Du même avis, le HCR demande au gouvernement d’amender les lois domestiques actuelles afin de simplifier la procédure de réunification familiale. Il propose notamment de donner la possibilité aux enfants réfugiés déjà présents en Angleterre de sponsoriser leur famille proche “pour qu’ils puissent reconstruire une vie ensemble”. Il s’agirait également d’élargir la définition du “membre de la famille”, notamment pour que les enfants de plus de 18 ans puissent tout de même vivre avec leurs parents au Royaume-Uni. Toutes les propositions du HCR sont regroupées dans la campagne “Families Together” soutenue par une coalition d’une quarantaine d’ONG.

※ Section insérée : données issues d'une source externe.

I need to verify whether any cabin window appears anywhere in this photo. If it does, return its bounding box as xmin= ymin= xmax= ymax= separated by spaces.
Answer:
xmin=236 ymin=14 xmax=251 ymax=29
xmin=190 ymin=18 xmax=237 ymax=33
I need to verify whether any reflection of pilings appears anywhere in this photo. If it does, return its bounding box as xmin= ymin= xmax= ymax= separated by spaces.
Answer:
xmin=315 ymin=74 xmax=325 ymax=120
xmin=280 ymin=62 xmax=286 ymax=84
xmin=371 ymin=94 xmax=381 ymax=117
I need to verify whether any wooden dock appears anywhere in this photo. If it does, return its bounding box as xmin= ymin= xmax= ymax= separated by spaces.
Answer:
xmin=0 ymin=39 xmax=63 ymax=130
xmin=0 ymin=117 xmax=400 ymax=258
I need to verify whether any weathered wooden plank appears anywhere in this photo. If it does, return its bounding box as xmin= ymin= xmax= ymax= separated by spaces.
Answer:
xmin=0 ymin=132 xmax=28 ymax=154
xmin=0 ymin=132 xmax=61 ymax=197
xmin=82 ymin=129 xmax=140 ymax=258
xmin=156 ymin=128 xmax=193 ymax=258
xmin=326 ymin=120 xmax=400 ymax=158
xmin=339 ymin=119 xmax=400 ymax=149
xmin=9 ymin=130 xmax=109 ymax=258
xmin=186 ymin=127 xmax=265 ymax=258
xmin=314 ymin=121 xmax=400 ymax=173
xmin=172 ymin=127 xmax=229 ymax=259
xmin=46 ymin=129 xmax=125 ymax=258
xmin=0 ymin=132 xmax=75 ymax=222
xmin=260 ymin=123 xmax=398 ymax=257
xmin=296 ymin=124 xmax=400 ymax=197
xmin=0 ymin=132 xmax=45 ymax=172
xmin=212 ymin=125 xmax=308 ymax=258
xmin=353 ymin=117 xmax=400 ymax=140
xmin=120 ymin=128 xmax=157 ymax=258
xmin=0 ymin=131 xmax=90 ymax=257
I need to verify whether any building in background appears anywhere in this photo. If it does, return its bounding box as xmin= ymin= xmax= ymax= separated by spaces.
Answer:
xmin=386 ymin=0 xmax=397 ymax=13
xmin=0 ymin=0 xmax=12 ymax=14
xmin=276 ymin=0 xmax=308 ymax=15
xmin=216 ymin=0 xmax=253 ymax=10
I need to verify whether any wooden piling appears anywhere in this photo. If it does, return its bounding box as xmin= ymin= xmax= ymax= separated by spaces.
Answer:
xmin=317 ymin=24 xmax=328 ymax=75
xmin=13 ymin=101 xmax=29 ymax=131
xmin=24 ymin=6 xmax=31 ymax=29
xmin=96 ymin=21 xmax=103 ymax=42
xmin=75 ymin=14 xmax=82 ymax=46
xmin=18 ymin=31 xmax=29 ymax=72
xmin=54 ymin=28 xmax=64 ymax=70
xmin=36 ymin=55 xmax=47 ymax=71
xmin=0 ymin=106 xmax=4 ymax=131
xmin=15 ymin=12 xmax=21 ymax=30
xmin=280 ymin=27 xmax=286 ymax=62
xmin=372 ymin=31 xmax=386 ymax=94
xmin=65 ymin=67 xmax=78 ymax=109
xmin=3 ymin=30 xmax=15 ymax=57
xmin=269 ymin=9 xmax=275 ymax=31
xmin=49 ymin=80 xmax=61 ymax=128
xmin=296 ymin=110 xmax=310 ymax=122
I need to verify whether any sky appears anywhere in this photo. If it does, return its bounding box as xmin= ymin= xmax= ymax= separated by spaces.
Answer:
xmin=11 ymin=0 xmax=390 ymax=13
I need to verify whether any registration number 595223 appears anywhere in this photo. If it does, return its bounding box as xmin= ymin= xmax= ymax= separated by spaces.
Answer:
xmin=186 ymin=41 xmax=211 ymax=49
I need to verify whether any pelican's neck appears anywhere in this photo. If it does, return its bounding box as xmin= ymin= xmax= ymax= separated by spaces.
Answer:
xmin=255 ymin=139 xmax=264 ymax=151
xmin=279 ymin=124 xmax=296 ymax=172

Alf Dubs, quant à lui, compte bien sensibiliser la Chambre des Lords à cette problématique, dans l’espoir de récolter quelques soutiens. Un débat a d’ailleurs été ouvert mercredi 15 janvier. Cette Chambre, dont les membres sont nommés à vie par la reine sur proposition du Premier ministre, a toutefois moins de poids que les Communes. Elle a pour vocation d’examiner les projets de loi approuvés par la Chambre des Communes et peut les modifier ou inviter le gouvernement à les revoir. Elle ne dispose que très rarement du pouvoir d’empêcher leur adoption.